Ну, Степан и ответил напрямки:
– Не могу, потому другой обещался.
Молвил так-то и думает: огневается теперь. А она вроде обрадовалась.
– Молодец, – говорит, – Степанушко. За приказчика тебя похвалила, а за это вдвое похвалю. Не обзарился ты на мои богатства, не променял свою Настеньку на каменну девку. – А у парня, верно, невесту-то Настей звали. – Вот, – говорит, – тебе подарочек для твоей невесты, – и подаёт большую малахитовую шкатулку.

А там, слышь-ко, всякий женский прибор. Серьги, кольца и протча, что даже не у всякой богатой невесты бывает.
– Как же, – спрашивает парень, – я с эким местом наверх подымусь?
– Об этом не печалься.

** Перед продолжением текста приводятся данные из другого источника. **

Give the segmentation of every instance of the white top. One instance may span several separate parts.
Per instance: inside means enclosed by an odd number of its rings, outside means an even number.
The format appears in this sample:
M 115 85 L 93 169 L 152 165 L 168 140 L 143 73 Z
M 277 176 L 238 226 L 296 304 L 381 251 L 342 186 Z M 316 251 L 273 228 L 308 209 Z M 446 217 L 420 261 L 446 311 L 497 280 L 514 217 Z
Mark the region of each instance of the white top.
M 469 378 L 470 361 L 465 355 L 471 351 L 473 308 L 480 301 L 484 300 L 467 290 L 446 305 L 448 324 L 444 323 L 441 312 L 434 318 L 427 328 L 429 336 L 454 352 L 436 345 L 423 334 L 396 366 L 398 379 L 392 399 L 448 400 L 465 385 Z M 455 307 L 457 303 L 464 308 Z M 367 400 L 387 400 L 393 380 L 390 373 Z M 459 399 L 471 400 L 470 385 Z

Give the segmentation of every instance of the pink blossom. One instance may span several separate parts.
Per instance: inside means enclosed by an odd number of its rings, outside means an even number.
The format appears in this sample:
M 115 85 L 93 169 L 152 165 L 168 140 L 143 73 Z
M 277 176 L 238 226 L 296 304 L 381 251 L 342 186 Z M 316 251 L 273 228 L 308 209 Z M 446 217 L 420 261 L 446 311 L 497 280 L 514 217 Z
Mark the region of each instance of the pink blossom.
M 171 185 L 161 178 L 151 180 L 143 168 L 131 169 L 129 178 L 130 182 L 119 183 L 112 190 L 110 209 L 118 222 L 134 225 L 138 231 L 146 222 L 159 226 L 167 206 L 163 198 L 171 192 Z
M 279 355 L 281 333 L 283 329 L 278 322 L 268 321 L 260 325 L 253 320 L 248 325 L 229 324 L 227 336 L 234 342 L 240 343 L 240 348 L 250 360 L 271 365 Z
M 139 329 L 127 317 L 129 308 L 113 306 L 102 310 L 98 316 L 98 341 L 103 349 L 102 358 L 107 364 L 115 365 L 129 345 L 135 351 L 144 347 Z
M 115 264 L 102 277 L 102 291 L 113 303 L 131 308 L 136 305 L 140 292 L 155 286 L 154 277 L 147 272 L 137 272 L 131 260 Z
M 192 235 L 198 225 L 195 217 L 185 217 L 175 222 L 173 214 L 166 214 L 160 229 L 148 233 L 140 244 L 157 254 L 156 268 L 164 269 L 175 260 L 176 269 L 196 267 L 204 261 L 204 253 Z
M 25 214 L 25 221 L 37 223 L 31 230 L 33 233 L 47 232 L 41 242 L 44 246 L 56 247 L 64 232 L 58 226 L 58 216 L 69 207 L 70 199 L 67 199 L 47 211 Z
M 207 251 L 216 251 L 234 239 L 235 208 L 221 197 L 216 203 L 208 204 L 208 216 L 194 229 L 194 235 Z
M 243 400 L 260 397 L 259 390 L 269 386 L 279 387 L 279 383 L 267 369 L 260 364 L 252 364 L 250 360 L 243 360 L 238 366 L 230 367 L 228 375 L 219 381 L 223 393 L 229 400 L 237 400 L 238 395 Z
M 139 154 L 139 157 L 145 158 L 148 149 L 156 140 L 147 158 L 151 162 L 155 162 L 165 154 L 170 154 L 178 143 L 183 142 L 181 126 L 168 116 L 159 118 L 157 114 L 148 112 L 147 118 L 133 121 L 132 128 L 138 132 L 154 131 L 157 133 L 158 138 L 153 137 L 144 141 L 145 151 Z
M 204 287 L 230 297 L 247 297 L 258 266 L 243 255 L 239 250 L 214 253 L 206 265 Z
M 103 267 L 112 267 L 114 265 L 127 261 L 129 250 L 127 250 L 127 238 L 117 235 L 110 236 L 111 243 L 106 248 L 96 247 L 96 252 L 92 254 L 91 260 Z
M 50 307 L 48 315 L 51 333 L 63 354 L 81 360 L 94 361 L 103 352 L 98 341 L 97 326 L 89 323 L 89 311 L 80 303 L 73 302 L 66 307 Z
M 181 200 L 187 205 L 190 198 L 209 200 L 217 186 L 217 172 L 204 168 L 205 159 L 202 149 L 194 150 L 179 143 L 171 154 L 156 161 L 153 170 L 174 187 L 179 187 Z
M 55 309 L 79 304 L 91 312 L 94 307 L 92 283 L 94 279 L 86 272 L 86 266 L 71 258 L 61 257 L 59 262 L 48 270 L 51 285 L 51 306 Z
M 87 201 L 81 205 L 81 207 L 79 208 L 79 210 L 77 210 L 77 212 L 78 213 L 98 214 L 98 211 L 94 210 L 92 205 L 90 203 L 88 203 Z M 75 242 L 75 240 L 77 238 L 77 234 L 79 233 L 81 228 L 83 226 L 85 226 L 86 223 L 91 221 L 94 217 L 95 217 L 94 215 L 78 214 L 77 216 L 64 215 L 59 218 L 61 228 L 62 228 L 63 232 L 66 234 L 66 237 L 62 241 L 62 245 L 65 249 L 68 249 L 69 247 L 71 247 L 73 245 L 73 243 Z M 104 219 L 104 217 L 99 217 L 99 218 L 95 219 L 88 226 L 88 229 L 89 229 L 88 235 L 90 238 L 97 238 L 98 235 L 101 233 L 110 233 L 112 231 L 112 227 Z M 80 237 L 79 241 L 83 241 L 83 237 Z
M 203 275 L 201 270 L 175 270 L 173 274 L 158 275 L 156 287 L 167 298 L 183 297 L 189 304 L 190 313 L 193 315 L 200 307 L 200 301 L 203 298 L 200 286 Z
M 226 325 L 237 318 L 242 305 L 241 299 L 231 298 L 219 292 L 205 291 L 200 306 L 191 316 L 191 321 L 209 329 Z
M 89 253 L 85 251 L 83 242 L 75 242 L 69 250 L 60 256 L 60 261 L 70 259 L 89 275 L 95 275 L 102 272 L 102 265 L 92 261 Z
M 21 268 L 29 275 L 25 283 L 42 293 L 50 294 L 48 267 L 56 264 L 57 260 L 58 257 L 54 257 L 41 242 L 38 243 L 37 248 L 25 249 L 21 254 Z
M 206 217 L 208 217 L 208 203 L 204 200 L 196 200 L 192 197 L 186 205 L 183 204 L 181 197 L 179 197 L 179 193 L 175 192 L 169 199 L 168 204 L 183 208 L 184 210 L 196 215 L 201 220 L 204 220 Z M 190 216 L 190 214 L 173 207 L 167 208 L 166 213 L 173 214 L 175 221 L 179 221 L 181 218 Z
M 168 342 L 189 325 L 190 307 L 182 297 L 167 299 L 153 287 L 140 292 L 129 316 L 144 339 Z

Всё будет устроено, и от приказчика тебя вызволю, и жить безбедно будешь со своей молодой женой, только вот тебе мой сказ – обо мне, чур, потом не вспоминай. Это третье тебе моё испытание будет. А теперь давай поешь маленько.
Схлопала опять в ладошки, набежали ящерки – полон стол установили. Накормила она его щами хорошими, пирогом рыбным, бараниной, кашей и протчим, что по русскому обряду полагается. Потом и говорит:
– Ну, прощай, Степан Петрович, смотри не вспоминай обо мне. – А у самой слёзы. Она это руку подставила, а слёзы кап-кап и на руке зёрнышками застывают. Полнёхонька горсть. – На-ка вот, возьми на разживу. Большие деньги за эти камешки люди дают. Богатый будешь, – и подаёт ему.
Камешки холодные, а рука, слышь-ко, горячая, как есть живая, и трясётся маленько.
Степан принял камешки, поклонился низко и спрашивает:
– Куда мне идти? – А сам тоже невесёлый стал. Она указала перстом, перед ним и открылся ход, как штольня, и светло в ней как днём. Пошёл Степан по этой штольне – опять всяких земельных богатств нагляделся и пришёл как раз к своему забою. Пришёл, штольня и закрылась, и всё стало по-старому. Ящерка прибежала, цепь ему на ногу приладила, а шкатулка с подарками вдруг маленькая стала, Степан и спрятал её за пазуху. Вскоре надзиратель рудничный подошёл. Посмеяться ладил, а видит – у Степана поверх урока наворочено, и малахит отбор, сорт сортом. «Что, думает, за штука? Откуда это?» Полез в забой, осмотрел всё да и говорит:
– В эком-то забое всяк сколь хошь наломает. – И повёл Степана в другой забой, а в этот своего племянника поставил.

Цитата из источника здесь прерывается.